Gefangen und verzaubert von nichts als Kunst
Die Ruhrtriennale lädt in den rauen Charme der Kraftzentrale zum Musiktheater. Die dunklen Wände umläuft auf halber Höhe eine Galerie, der Raum ist vollgestellt mit kleinen Drehstühlen fürs Publikum. Mitten drin das Dirigentenpult, von dem aus der Schweizer Dirigent Titus Engel, den Die Deutsche Bühne einmal als „dirigierenden Derwisch“ bezeichnete, alle Akteure sicher durch halsbrecherische Stromschnellen geleitet. Genau das wird er an diesem Abend wieder einmal beweisen, denn die Musik, die der Komponist Michael Wertmüller, selbst Schlagzeuger, zu diesem Musikzauber zusammengefügt hat, kommt von allen Seiten, mal zugleich, mal in schnellem Wechsel:
An beiden Enden der Halle - gut sichtbar auf hohen Podesten, lautstark und elektronisch verstärkt - zwei Bands. Auf einer Seite mit Hammondorgel, E-Bass und klassische Percussion die Steamboat Switzerland, auf der anderen Seite, weit entfernt, mit E-Gitarre, E-Bass und Schlagzeug die rasend-temperamentvolle Jealous, eine Garage-Punk-Band aus Israel. In der Mitte, an der Längsseite, das Assello Streichquartett. Außerdem rund um die Halle auf der Galerie unterwegs oder auf Balkonen vor zehn riesigen Projektionssegeln performend, die Sängerinnen mit raumfüllenden, kraftvollen Stimmen: Caroline Melzer und Sarah Pagin (Sopran), Christina Daletska (Mezzosopran) oder die rasante argentinische Rapperin Catnapp - alle vier in kunstvollen Schwarzweiß-Kostümen zu Skulpturen verfremdet. Dazu als Kontrapunkt in knallrotem Outfit die Burgschauspielerin Sylvie Rohrer, die als Conférencière, Akrobatin und Zauberin gleichermaßen fasziniert.
Doch worum geht’s an diesem rätselhaften Abend, bei diesem neunzigminütigen „Musiktheater“, dessen Titel D • I • E so gar nichts verrät, und auch der Untertitel Abstrakte Realität mehr verschlüsselt, als er preisgibt. Es sei denn, man kennt die Vorgeschichte, man kennt das Werk des in Krefeld geborenen Malers, Installations- und Objektkünstlers Albert Oehlen, der den Neuen Wilden, oder den Neoexpressionisten zugerechnet wird. Er selbst bezeichnet sein malerisches Werk allerdings als postungegenständlich und gesteht dabei zu, das sei „albern“.

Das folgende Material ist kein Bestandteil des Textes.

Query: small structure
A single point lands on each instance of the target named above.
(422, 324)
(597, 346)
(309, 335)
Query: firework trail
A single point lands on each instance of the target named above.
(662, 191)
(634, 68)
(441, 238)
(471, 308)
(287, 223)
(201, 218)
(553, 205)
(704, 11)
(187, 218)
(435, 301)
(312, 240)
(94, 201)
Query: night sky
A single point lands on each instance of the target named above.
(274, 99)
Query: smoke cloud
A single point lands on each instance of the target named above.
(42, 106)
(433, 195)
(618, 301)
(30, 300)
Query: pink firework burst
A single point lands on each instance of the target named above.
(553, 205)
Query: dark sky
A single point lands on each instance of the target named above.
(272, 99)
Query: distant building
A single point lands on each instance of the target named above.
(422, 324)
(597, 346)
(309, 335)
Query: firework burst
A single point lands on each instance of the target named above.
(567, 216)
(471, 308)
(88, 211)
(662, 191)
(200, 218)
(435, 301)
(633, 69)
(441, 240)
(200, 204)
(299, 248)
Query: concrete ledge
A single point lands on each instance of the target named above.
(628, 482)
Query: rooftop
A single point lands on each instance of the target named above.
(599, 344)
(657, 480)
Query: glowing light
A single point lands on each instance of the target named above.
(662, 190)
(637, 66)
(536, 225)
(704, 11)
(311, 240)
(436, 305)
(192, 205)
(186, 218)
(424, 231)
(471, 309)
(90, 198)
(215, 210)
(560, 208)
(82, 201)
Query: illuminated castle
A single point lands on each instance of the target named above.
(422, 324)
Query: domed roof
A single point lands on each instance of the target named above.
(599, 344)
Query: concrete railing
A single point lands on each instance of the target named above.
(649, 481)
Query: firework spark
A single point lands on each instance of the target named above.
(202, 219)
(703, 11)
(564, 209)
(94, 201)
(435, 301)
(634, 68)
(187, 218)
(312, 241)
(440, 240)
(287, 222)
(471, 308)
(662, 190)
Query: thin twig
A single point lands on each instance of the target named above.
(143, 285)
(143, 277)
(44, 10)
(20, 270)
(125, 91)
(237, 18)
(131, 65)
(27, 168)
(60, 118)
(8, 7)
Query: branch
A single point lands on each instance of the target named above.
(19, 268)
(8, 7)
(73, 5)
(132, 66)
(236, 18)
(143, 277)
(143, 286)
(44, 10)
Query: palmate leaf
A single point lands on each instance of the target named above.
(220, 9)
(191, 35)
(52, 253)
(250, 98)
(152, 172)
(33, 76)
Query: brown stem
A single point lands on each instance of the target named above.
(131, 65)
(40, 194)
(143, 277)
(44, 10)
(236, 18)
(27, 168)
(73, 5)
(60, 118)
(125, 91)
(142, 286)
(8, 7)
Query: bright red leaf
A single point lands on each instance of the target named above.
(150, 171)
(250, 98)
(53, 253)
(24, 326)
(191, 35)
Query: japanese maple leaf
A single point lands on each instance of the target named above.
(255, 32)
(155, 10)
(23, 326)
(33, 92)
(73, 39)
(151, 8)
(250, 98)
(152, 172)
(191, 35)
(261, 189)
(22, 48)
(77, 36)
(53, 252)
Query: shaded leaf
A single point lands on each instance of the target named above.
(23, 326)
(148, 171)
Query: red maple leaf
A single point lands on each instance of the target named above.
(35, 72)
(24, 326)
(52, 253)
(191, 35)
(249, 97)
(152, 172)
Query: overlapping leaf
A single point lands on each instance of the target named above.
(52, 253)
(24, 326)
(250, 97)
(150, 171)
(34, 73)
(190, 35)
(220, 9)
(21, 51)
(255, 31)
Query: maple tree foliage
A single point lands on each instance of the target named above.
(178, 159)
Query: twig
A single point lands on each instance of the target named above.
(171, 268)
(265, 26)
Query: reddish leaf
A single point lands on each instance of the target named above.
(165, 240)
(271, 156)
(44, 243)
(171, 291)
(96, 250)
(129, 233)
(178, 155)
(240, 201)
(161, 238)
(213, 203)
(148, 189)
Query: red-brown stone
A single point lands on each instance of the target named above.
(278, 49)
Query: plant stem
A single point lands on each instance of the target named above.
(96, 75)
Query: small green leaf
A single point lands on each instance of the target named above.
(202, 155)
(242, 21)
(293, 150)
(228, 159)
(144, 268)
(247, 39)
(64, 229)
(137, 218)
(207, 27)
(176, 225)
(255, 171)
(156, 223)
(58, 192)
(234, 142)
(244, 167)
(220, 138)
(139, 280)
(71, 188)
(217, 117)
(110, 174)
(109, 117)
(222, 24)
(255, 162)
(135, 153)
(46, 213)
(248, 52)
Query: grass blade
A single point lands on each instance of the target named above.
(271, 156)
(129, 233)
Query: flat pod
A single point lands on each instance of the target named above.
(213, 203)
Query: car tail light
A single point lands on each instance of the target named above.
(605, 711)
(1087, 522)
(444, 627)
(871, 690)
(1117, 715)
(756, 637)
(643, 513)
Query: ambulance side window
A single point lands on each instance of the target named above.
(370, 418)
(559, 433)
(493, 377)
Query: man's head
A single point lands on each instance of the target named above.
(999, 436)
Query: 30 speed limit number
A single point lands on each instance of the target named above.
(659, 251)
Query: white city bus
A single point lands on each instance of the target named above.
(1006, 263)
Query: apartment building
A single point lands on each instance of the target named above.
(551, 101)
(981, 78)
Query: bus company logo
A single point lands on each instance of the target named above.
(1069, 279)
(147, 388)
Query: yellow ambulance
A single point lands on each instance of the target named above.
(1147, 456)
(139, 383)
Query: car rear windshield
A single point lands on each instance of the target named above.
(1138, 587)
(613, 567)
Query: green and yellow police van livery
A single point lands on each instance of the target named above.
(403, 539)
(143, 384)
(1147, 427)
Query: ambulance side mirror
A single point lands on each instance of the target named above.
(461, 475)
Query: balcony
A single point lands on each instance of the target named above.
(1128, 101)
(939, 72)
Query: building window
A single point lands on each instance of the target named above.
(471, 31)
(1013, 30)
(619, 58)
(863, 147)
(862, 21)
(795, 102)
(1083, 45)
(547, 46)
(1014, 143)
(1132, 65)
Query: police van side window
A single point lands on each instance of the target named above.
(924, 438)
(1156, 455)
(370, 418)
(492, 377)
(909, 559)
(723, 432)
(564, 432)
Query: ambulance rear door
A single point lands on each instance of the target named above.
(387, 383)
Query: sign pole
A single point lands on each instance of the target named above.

Zusammen mit dem deutschen Schriftsteller Rainald Goetz gab er 2010 unter eben diesem geheimnisvollen Titel ein Künstlerbuch heraus, in dem dreizehn abstrakte Kohlezeichnungen mit „Wenig-Wort-Texten“ von Goetz „miteinander Ping-Pong spielen“. Goetz, ein promovierter Historiker und Mediziner, dessen neuestes Stück Reich des Todes in dieser Spielzeit im Düsseldorfer Schauspielhaus gegeben wird, liefert einen höchst „abstrakten“ Wort-Text, entfernt erinnernd an Konkrete Poesie, der im Programmheft des Musikabends abgedruckt ist. Allein, auch diese Wortkaskaden helfen zur Sinn- und Bedeutungsfindung des Ganzen nicht weiter. 14 durchnummerierte, betitelte Wortgruppen können als rhythmische Impulse dienen, vielleicht als Wortcluster amüsieren wie „villa beau rivage / müsste/küste/lust/Kurort, in dem sogar einer der ganz seltenen Reime steckt, sinnerschließend sind sie nicht.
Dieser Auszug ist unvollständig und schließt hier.